Cette action violente, malheureusement, n’apparaît pas sur les photos des policiers, qui montrent un rassemblement tranquille (la moyenne d’âge est assez élevée). Pas plus que sur les images des observateurs extérieurs:
Elle passe relativement inaperçue des autres manifestants, aussi.
«Téléphone arabe» judiciaire
Tout cela peut sembler anodin, et pour bien comprendre son importance, il faut revenir au point de départ de l’enquête: la possibilité de la violence. Les policiers savent que Julien Coupat a participé à des rassemblements de protestations lors de sommets internationaux, ils se sont intéressés à son voyage en Grèce, en septembre, mais ils n’ont pas d’éléments sur son implication dans le volet «lutte contre les forces de l’ordre» de ces contre-sommets. Après tout, pour des centaines de participants altermondialistes, l’action la plus violente lors de ces grands raouts a peut-être été d’utiliser des toilettes sèches pendant plusieurs jours consécutifs.

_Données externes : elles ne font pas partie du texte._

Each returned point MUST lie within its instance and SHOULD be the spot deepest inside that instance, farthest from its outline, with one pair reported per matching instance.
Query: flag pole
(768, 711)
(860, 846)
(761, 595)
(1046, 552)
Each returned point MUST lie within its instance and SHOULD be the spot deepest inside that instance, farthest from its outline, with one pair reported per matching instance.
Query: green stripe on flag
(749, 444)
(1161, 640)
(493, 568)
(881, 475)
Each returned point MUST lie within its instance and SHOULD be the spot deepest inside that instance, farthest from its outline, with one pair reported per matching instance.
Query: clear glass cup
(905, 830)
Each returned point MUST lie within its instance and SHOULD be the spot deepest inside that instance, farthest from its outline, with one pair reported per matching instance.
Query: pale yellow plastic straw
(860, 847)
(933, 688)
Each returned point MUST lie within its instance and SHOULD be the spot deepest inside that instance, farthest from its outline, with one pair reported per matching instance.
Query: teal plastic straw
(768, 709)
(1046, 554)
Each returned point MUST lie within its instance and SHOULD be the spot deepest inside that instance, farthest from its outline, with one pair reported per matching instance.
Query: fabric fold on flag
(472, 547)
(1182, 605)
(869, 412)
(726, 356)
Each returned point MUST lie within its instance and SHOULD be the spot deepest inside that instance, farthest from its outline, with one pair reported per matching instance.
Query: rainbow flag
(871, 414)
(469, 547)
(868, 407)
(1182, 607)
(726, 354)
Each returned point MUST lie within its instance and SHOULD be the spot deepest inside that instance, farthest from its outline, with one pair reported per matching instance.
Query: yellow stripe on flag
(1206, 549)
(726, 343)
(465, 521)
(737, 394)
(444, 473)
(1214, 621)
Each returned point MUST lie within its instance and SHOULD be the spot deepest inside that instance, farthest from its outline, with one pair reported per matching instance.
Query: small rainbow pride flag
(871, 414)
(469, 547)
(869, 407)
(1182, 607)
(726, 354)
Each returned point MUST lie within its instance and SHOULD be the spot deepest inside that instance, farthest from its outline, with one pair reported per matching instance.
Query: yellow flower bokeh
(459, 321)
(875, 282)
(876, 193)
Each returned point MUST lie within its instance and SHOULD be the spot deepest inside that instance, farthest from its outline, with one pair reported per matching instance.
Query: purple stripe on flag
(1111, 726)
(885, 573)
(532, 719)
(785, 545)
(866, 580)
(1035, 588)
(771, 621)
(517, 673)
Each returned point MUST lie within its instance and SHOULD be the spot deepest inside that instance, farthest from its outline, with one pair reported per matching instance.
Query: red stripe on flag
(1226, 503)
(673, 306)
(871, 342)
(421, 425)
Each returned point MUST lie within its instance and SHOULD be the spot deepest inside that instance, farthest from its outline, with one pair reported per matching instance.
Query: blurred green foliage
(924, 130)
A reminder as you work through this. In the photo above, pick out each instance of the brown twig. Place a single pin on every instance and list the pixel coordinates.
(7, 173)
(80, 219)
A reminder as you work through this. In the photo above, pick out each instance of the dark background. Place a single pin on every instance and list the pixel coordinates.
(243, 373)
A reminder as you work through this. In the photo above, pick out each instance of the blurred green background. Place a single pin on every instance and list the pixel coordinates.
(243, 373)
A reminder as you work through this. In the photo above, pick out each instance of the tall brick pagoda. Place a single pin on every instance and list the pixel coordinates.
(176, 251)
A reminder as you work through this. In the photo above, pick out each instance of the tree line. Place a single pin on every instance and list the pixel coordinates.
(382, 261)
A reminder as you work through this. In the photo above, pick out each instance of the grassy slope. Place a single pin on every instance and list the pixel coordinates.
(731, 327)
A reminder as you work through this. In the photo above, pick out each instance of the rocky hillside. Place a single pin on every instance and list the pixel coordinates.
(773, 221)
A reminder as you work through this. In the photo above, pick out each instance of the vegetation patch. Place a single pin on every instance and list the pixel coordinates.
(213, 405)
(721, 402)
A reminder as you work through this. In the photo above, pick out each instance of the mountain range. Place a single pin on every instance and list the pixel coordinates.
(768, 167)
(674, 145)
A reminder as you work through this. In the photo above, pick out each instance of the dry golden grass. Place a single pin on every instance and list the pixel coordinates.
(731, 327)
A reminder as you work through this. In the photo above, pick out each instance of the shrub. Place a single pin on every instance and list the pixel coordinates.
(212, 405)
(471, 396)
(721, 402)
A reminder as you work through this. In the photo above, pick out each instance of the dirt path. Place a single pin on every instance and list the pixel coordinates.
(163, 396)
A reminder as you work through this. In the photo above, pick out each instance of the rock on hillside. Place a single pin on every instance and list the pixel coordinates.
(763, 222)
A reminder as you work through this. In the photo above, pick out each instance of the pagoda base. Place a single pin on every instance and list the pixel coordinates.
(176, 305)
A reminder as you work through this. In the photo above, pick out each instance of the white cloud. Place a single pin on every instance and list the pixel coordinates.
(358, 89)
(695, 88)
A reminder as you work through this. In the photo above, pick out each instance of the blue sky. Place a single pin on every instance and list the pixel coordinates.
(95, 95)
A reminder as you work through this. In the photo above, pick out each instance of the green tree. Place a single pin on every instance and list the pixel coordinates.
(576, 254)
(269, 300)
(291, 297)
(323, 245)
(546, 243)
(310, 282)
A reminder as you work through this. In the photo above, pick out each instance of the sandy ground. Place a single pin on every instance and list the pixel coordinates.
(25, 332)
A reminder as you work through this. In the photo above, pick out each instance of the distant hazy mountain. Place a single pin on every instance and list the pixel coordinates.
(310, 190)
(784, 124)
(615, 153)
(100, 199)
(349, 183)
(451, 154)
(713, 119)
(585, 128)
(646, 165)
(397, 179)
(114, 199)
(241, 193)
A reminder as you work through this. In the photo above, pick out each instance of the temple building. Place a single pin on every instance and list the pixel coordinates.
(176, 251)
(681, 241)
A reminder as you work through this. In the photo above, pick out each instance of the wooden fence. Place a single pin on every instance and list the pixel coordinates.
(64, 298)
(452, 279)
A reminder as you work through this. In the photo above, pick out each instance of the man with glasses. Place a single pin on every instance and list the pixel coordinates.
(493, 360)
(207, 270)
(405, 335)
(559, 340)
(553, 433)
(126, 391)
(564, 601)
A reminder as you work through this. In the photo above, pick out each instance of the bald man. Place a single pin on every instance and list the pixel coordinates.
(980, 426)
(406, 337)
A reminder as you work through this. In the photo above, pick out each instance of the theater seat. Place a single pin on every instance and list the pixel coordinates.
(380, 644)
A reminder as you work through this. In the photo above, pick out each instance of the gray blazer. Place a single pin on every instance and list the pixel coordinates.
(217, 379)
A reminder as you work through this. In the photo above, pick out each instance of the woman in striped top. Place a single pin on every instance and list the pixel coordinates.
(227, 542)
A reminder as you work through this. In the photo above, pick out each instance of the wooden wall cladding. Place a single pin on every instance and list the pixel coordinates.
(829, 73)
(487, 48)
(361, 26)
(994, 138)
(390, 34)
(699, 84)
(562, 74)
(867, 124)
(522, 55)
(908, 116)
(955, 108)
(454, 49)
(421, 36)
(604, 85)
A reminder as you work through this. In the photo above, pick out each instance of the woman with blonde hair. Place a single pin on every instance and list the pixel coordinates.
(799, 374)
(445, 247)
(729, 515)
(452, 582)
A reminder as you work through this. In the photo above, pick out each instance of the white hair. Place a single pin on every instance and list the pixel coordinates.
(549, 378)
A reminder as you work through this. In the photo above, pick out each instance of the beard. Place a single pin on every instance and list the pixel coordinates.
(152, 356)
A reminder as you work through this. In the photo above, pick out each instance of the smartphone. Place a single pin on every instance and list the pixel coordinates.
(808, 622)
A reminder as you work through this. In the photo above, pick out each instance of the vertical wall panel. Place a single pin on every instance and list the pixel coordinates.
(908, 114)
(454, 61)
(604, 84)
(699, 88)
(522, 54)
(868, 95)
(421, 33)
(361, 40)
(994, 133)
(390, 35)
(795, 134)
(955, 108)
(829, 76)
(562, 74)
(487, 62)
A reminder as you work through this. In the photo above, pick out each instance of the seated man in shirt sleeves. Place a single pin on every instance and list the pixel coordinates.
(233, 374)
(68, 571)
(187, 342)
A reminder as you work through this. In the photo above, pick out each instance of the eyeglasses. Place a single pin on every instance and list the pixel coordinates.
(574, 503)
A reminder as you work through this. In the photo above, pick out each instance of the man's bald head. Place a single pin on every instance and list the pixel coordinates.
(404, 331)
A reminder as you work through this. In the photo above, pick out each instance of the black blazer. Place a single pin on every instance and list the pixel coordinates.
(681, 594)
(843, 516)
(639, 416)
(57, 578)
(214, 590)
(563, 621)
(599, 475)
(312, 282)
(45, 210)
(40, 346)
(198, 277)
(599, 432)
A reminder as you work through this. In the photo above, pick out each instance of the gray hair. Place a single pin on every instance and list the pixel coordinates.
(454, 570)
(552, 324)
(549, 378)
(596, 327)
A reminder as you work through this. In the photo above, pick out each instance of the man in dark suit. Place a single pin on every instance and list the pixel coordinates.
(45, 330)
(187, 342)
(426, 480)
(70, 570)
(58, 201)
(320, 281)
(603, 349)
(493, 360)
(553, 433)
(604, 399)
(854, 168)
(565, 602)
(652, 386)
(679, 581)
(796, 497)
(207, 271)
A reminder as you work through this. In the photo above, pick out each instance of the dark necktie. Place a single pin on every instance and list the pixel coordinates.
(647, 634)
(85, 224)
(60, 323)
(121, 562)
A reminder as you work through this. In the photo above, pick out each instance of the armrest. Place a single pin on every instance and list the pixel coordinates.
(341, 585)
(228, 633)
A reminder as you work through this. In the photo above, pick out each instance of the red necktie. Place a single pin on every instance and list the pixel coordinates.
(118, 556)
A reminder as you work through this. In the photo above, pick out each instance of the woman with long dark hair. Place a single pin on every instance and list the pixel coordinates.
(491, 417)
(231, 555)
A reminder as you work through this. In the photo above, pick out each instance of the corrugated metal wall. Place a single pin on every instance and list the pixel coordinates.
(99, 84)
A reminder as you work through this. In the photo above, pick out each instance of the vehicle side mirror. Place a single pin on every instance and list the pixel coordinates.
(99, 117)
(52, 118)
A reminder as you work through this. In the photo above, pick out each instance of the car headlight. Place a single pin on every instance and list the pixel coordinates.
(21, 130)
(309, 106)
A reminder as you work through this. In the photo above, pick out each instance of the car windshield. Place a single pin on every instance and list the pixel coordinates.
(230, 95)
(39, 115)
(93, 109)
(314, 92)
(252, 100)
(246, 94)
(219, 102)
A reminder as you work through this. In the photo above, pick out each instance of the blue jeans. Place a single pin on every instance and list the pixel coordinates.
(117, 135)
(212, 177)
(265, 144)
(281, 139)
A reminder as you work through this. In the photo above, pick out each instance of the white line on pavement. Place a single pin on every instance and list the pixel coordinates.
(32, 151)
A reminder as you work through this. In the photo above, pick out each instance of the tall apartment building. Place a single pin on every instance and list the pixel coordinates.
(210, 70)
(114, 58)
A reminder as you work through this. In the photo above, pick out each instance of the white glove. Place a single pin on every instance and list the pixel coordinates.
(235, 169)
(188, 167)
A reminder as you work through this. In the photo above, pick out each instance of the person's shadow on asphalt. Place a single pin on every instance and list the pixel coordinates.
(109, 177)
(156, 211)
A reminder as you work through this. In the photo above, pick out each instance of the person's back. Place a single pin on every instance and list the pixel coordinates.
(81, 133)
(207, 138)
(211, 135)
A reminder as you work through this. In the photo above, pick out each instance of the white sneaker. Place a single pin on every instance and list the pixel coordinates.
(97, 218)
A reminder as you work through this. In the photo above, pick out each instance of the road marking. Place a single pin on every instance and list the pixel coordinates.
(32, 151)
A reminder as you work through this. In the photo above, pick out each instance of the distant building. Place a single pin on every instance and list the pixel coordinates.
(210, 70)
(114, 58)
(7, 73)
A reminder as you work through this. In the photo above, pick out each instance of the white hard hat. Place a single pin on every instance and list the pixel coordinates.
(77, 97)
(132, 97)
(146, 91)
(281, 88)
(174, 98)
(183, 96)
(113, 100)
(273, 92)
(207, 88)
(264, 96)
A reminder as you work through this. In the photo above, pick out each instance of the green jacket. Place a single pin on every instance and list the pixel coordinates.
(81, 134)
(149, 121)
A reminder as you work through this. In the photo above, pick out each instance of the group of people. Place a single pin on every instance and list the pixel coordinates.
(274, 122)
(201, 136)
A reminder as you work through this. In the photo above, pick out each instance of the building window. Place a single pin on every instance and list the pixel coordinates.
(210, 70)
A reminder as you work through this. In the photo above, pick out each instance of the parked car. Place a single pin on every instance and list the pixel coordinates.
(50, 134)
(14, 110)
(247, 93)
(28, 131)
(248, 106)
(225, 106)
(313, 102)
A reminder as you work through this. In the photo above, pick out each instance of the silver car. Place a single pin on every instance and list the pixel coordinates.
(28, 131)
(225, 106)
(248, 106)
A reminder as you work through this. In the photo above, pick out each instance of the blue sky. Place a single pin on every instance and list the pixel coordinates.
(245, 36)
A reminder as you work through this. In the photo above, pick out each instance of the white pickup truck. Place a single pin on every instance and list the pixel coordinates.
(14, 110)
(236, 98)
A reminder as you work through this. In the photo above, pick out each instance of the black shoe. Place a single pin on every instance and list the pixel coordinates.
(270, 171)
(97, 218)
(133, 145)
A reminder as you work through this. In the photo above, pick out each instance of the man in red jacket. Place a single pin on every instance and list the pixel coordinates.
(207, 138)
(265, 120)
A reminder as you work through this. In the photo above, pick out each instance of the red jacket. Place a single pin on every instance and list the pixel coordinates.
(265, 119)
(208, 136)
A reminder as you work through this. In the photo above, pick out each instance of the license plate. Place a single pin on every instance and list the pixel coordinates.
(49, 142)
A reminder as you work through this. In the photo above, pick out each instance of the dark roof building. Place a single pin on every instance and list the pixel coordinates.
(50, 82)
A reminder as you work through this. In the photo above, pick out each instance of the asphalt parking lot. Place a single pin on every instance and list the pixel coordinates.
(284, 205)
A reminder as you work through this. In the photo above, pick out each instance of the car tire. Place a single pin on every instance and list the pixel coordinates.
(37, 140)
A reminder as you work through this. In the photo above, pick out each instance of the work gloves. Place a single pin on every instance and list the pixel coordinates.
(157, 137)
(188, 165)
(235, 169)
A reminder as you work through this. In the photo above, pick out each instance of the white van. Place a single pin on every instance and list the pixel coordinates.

L’anecdote du 16 octobre va donc être largement utilisée par les magistrats par la suite. La chambre de l’instruction de la cour d’appel de Paris décrit même, deux ans plus tard, par un mystérieux effet de «téléphone arabe» judiciaire, un Julien Coupat «prenant à partie les gendarmes mobiles» – ce qui aurait été pour le moins téméraire de sa part.
Un épisode similaire va se reproduire, quinze jours plus tard, lors d’une manifestation à Vichy. Avant cela, un événement, en Moselle, va passer totalement inaperçu des services antiterroristes. Un sabotage de caténaire sur une ligne TGV.